36 Dans le cadre de ce réexamen, la juridiction de renvoi s’interroge sur l’interprétation qu’il convient de donner au principe ne bis in idem, au sens de l’article 50 de la Charte, dans des circonstances telles que celles en cause au principal. Elle précise que, tout comme dans l’affaire ayant donné lieu à l’arrêt du 18 mai 2021, Asociaţia Forumul Judecătorilor din România e.a. (C‑83/19, C‑127/19, C‑195/19, C‑291/19, C‑355/19 et C‑397/19, EU:C:2021:393), en l’occurrence, l’article 50 de la Charte
est applicable parce que la réglementation nationale en cause au principal vise à réaliser les objectifs de référence énoncés à l’annexe de la décision 2006/928, plus particulièrement, le premier de ces objectifs.

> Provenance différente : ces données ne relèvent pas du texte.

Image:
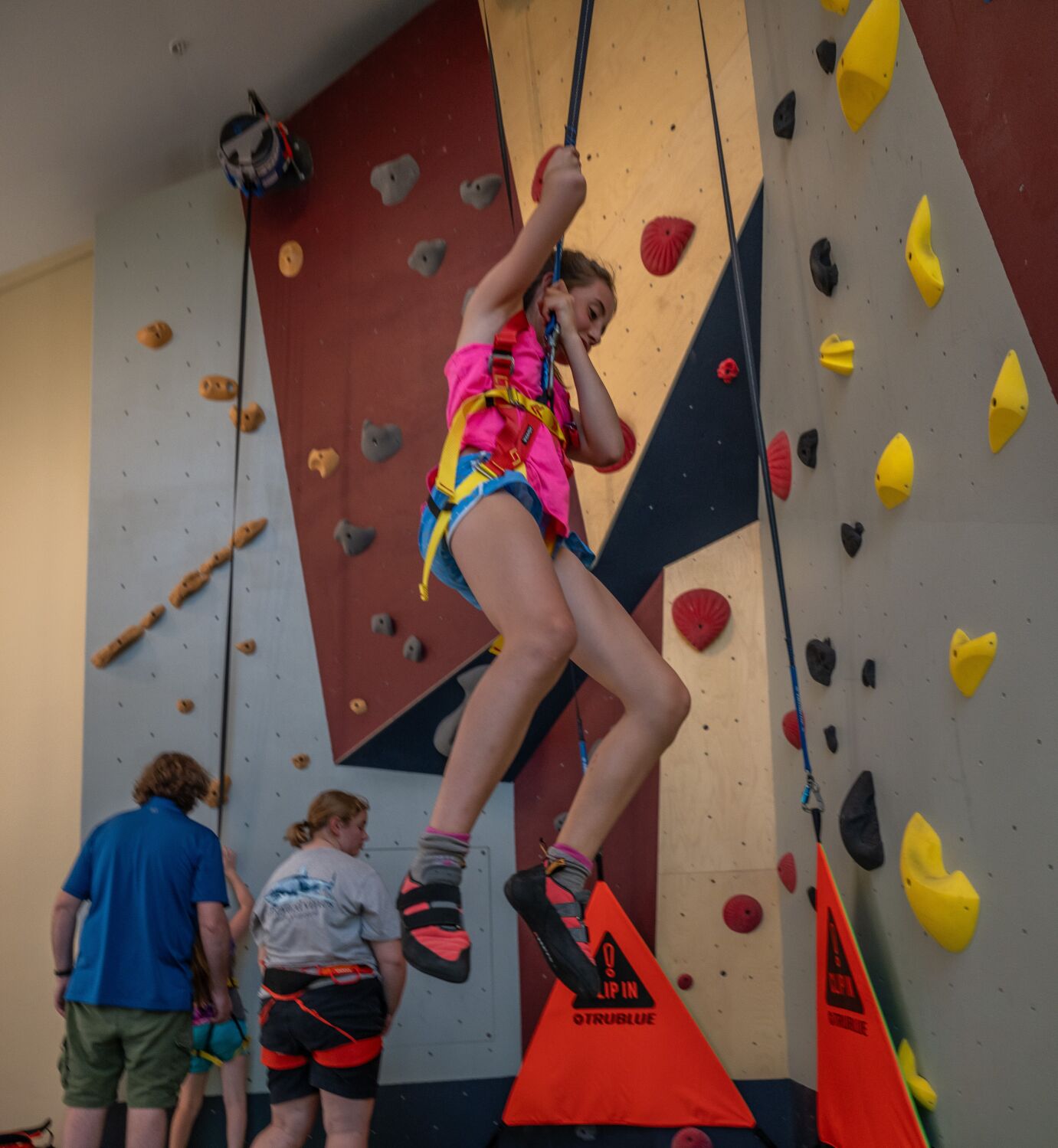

37 Dans ces conditions, la Curtea de Apel Craiova (cour d’appel de Craiova) a décidé de surseoir à statuer et de poser à la Cour la question préjudicielle suivante :
« Le principe [ne] bis in idem, tel que garanti par l’article 50 de la [Charte], lu en combinaison avec les obligations qui incombent à la Roumanie en vue d’atteindre les objectifs énoncés [à l’annexe de] la décision [2006/928], doit-il être interprété en ce sens qu’une décision de classement sans suite prise par le parquet après l’administration des preuves essentielles dans l’affaire en cause fait obstacle à ce qu’une autre poursuite pénale soit engagée pour les mêmes faits, y compris sous une
qualification juridique différente, contre la même personne, dès lors que la décision est définitive, sauf s’il est constaté que la circonstance ayant fondé la décision de classement [sans suite] n’existait pas ou que de nouveaux faits ou circonstances sont apparus, dont il ressort que la circonstance ayant fondé la décision de classement [sans suite] a disparu ? »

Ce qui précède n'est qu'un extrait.